The massive container ship stuck in the Suez Canal, the world’s busiest trade routes, has been partially freed and refloated. The 400-metre cargo ship was pushed off track by strong wind and has been wedged sideways, blocking the trade route in Egypt. Thai exporters have been looking into bypassing the Suez Canal and some may still have to seek extensions for deadlines.
Shipments worldwide were disrupted by the colossal container vessel blocking marine traffic on the canal, the shortest sea link between Asia and Europe stretching across Egypt from the Red Sea to the Mediterranean.
Thai exports are looking into a much longer route around Cape of Good Hope in South Africa. The trip would take days longer and also jack up fuel costs, according to Deputy PM Jurin Laksanawisit.
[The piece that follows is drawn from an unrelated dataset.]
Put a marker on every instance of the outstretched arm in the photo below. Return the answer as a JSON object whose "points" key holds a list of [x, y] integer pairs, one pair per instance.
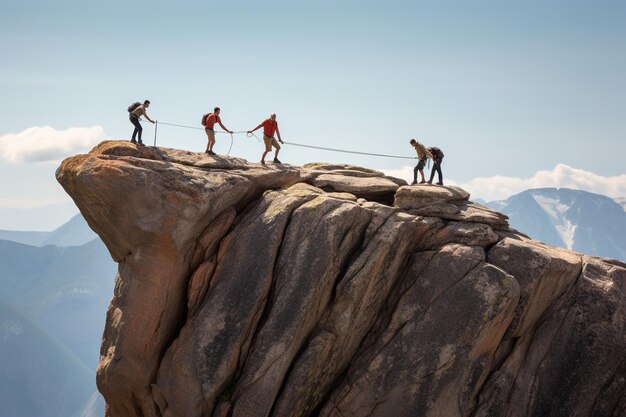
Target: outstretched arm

Dozens of other cargo ships around the world are taking the alternate route around Africa’s southern tip which would add 2 weeks the journeys, according to the Associated Press.
Prior to news of the ship being partially freed, Jurin, who is also the Commerce Minister, told the office of commercial affairs in Egypt to ask importers to extend deadlines for shipments from Thailand.
A source told the Bangkok Post that Egypt is Thailand’s top trading partner. Importers have delayed orders for Thai goods due to the blocked canal. Shipments to Europe could be affected. As of this morning, there is no timeline on when the container ship is expected to be completely free.
“If the private sector has any problem, the government is ready to help.”